Table 1. Organism species composition in metagenome data

  • Discovery of a novel viral genome from metagenomics data of geoduck infected with proboscis disease. It is a single-stranded DNA (ssDNA), circular virus, belonging to the Cressdnaviricota phylum (CRESS-DNA virus). This is the first new virus discovered in geoduck, phylogenetic analysis shows that it is far from the CRESS-DNA viruses found in other animals. The genome structure of the new CRESS-DNA virus is shown in Figure 1.

Figure 1: Genome structure of the newly discovered virus CRESS-DNA in geoduck
A. Structure and size of Single-stranded DNA circular genome;
B. Stem loop located between the 5' ends of two ORFs, contains a conservative 9bp-motif (CAGTATTAC) structure and is structurally specific for Cressdnaviricota viruses.

The topic has selected suitable methods to analyze metagenome data from geoduck infected with proboscis disease.
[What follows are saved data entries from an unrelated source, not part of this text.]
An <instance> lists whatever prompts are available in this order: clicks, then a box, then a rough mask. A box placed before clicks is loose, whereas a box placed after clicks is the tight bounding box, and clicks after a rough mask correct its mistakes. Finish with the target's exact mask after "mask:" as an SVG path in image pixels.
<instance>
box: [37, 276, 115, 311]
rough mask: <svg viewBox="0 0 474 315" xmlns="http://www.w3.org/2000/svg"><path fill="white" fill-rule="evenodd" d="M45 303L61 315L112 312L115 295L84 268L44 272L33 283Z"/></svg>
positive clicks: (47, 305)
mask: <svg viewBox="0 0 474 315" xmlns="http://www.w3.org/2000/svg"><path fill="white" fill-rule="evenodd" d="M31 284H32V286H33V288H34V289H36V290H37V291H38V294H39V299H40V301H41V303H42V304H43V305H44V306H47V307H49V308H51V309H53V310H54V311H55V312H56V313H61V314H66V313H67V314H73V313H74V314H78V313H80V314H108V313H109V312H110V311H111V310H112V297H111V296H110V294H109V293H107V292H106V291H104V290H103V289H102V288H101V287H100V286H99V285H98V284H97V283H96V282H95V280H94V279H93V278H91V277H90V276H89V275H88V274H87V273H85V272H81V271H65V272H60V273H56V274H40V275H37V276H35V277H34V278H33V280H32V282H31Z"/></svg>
Although the causative agent has not been identified, these are the molecular biology data underpinning further research to determine the cause of tubal swelling in the geoduck.

Bioinformatics training course at Genome Research Institute

Workshop “Omics Technology in Aquaculture” at Genome Research Institute, Hanoi

Workshop “Recent Activity in Marine Genome Biology” at Ochanomizu University, Tokyo, Japan

In addition, the project successfully trained 01 PhD student in the field of bioinformatics for the Genome Research Institute; organize a training course to introduce and practice bioinformatics tools/methods to analyze genome, transcriptome, metagenome (Figure 2); successfully organized international seminars in both Vietnam and Japan on the science of “Omics” (Figures 3, 4); the project has 01 articles published in journals in the list of SCI-E, 01 articles published in journals in the list of ESCI, 01 report at the National Conference.